It is quite obvious that anyone reading this column is a basketball fan, and likely a serious one. Basketball fans are our people. If you’re looking for analysis of political races, that is not the strength of this web site.
(And, by the way, some people who are sharp with political analysis should steer clear of sports to avoid embarrassing themselves.)
Whether you are a serious or casual basketball fan, there is a must-see program still running on Showtime. If you haven’t seen Kareem Abdul-Jabbar’s On the Shoulders of Giants, put it on a to-do list because it is extraordinary.
The documentary was released a year ago, but I didn’t watch it until last week and, well, put it this way: I’ll be watching it several more times.
One of the joys of history is that it spurs you to comparisons, theories and ideas. While watching the history of the Hall of Fame New York Rens – a.k.a the New York Renaissance, Harlem Rens or Renaissance Big Five – I had some diverse thoughts:
1. Was the Boston Celtics’ dynasty as great as we make it out to be?
2. Mikhail Prokhorov and Jay-Z really blew a chance to do something cool.
3. My favorite piece of John Wooden trivia.
Giants opens with a lively discussion between Bill Russell, Jerry West, Bulls chairman Jerry Reinsdorf, Globetrotters legend Marques Haynes and Abdul-Jabbar. Each is arguing their team is the greatest of all-time – Russell’s Celtics, West’s 1980s Lakers teams, Reinsdorf’s Chicago teams led by Michael Jordan or the Globetrotters, who were a serious barnstorming team before they became theatrical.

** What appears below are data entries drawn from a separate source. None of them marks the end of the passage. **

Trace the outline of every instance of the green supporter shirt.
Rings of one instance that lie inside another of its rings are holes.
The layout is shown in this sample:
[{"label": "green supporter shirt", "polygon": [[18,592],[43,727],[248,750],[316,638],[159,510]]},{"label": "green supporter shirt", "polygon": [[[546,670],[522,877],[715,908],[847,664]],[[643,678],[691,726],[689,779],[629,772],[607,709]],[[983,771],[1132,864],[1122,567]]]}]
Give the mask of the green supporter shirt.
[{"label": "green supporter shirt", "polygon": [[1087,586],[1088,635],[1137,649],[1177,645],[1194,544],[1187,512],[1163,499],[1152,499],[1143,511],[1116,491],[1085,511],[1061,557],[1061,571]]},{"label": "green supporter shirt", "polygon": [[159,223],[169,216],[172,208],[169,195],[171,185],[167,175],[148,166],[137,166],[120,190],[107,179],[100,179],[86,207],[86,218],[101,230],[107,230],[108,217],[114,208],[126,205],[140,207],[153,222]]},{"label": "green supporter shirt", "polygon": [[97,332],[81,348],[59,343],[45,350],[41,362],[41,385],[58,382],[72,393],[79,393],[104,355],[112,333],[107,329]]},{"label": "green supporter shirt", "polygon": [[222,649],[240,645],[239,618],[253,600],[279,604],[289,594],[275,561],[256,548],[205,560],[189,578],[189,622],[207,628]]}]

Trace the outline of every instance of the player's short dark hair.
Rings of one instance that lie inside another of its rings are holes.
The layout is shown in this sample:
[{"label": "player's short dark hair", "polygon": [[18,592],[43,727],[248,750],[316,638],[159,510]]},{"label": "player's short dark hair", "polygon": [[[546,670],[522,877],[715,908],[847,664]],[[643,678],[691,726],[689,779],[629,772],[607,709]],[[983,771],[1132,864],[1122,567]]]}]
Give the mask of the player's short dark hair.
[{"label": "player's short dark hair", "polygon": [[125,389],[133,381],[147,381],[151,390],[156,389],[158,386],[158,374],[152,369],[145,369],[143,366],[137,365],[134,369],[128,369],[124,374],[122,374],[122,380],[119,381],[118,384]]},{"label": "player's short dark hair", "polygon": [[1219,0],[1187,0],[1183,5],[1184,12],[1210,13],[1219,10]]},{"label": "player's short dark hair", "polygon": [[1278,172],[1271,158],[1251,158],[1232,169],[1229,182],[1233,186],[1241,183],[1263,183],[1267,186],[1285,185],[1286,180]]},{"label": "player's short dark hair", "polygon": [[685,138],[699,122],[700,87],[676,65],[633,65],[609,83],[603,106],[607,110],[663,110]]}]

Russell was at acutely boisterous and actually, he walked a fine line between a convincing argument and pure Celtics obnoxiousness. He let everyone know that it was his belief he was better than Jordan and Kareem, which is OK but usually you like to let others make that argument for you.
Abdul-Jabbar handled what could have been an uncomfortable situation very well – although we have no way of knowing how many takes that segment took. Ultimately, Abdul-Jabbar’s purpose was to make a case that the Rens were the greatest team of all-time. But rather than presenting those arguments here, I encourage you to watch the show. If you don’t have Showtime, buy the video.
On paper, no team approaches the Rens record. From 1923 to 1949, according to the Official NBA Encyclopedia, they had a record of 2,588-529. They were the first all-black team to win the world championship. They once had an 88-game winning streak. In 1939, their record was 112-7.
A case could be made, of course, that some of the competition wasn’t that great. But isn’t that true of all the great teams?